Choosing your karat. Everything you need to know about 10k, 14k, & 18k gold

When shopping for gold jewelry, you will notice you have a choice of 10 karat, 14 karat, and 18 karat gold. Visually you can barely tell them apart, sometimes, a lower karat will appear less vibrant, but most of the time, you cannot tell. We’ll talk about differences in the esthetic a little later. First, let’s talk discuss the makeup of the metals for each karat.

The purity of gold is measured using the 'karat' system, which provides information on what percentage of any type of gold is made up of pure gold. Gold 'karatage' is expressed in parts out of 24. 

  • Pure gold is 24K, as all 24 out of 24 parts consist of pure gold.  

  • 18K gold consists of 18 parts pure gold mixed with 6 parts other metals. Expressed as a percentage, 18K gold is 75% pure gold. That's why you'll see a tiny '18K' or 'Au750' engraved on the inside of your band.

  • 14K gold, on the other hand, consists of 14 parts pure gold mixed with 10 parts other metal. As a percentage, the pure gold in a 14K Gold band accounts for 58.3% of the total metal. 

  • 10K gold, as you can imagine, consists of 10 parts pure gold mixed with 14 parts alloy. This calculates to 41.7% of pure gold.

Alright, let’s now talk about things you will see and feel across karats. 


White Gold karat options are basically impossible to differentiate. For yellow and rose the color is slightly different but hardly noticeable. Here are the minor variation you may see for yellow and rose. 

  • 10K Gold color: Pale-ish yellow/rose. Because it's got the lowest % of actual gold, you'll find a slightly lighter shade. Figure 5 out of 10, with 10 being a saturated, rich, almost mustard yellow.

  • 14K Gold color: Warm and well-balanced yellow/rose. Side-by-side with 10K gold, 14K will look slightly more rich and warm since it's got a higher % of pure gold. Figure 7 out of 10.

  • 18K Gold color: Lustrous yellow/rose. Think of 18K as the richest of the options with intense warmth and saturation. 8.5 out of 10.


10K will be less expensive than 14K, which will be less expensive than 18K. The reason is, pure gold is more valuable than the alloys it's mixed with. The more real gold, the higher the cost.


This works the opposite of how you might think. Because pure gold is softer than the alloys it's mixed with, an 18K gold ring is more prone to scratches, nicks, scuffs, and other daily wear & tear than a 14K or 10K ring.
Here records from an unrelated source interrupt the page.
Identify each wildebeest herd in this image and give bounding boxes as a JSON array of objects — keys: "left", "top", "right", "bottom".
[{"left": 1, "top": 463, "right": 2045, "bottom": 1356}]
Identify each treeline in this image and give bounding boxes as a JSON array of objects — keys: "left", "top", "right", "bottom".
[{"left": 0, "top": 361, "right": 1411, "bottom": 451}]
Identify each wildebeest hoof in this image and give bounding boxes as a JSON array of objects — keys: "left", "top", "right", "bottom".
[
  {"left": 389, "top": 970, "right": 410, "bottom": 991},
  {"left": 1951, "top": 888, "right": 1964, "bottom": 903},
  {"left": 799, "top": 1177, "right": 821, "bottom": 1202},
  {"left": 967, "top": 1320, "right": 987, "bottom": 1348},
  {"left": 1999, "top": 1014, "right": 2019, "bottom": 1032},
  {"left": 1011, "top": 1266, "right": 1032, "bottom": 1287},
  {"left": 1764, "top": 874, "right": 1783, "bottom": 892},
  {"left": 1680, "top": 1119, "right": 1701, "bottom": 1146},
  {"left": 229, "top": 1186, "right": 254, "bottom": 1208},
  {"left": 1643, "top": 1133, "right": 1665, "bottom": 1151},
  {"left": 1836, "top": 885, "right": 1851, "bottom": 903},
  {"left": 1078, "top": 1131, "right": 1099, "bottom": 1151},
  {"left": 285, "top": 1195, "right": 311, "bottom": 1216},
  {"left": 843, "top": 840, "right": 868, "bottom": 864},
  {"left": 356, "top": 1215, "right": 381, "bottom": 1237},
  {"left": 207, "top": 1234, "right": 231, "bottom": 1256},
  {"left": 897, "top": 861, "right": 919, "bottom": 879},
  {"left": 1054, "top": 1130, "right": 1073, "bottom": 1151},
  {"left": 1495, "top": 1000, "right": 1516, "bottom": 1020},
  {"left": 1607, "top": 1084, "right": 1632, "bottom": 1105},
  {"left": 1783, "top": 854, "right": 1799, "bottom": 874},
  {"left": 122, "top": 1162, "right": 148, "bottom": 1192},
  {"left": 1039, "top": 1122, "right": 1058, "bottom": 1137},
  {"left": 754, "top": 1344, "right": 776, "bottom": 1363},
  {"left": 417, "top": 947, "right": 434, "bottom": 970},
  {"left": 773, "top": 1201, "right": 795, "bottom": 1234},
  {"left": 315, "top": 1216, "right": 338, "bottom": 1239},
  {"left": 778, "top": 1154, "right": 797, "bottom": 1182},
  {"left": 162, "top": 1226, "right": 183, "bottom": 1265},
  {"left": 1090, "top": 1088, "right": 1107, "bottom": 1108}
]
Again - gold is a soft, malleable metal that scratches, bends, and warps easily. This means that the purer a gold ring is, the easier it becomes to scratch it on door frames, desks, tables, the ground, and other surfaces. 

All that being said, 14K gold is more than durable enough for the average person. It’s also significantly more durable than 18K gold, making it the better choice if you and your partner have an active lifestyle.

If you’re not concerned about durability and want the purest form of gold that’s still practical for a wedding band, 18K gold can be a better choice. Just be aware that you'll need to be a little more careful. 


Your Marke wedding band will not tarnish or rust, and it is the most corrosion-proof and oxidation-resistant metal. What that means is, it'll last forever - regardless of which gold option you choose.